OREANDA-NEWS  In 2023, Norway, which has been the world's largest producer of cod for many years, may cede leadership in the extraction of this resource to Russia, the All-Russian Association of Fishermen (WARPE) told RBC, citing data from the Food and Agriculture Organization of the United Nations (FAO).

The reason for the change in the positions of the world's largest cod miners is associated with a decrease in stocks of this fish. Atlantic cod stocks are in a depressed state, WARPE states: according to the FAO, in 2023 its catch may drop to a historical minimum of 1 million tons.

Norway, which last year produced more than 370 thousand tons of Atlantic cod, in 2023, the volume of catch is projected to decrease by 100 thousand tons — up to 278 thousand tons. Russian fishermen catch of this fish will also decrease, but not so noticeably — from 340 thousand to 306 thousand tons in 2023.

Atlantic cod is among the 15 main types of aquatic biological resources that are mined in the world: according to available FAO materials, in 2020, this species accounted for 2% of global production in natural volumes. The three leaders in terms of production volumes were anchovies (the share of this species was 7% of the global catch), pollock (5%) and striped tuna (4%).
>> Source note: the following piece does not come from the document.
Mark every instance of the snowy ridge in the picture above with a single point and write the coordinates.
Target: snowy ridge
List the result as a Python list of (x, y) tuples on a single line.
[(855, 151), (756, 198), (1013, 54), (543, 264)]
A noticeable reduction in cod production by Norway will give Russia a good chance to strengthen its market influence in the white fish segment on the world market, Zverev believes. The expert recalls that this segment includes both wild white fish (in addition to cod, these are pollock and hake) and those grown in aquaculture conditions (pangasius and tilapia). In 2020, according to FAO, white fish species such as cod, hake and haddock accounted for 10% of the total value of fish products sold on the international market (salmon, trout and smelt were the leaders, accounting for 18% of world trade).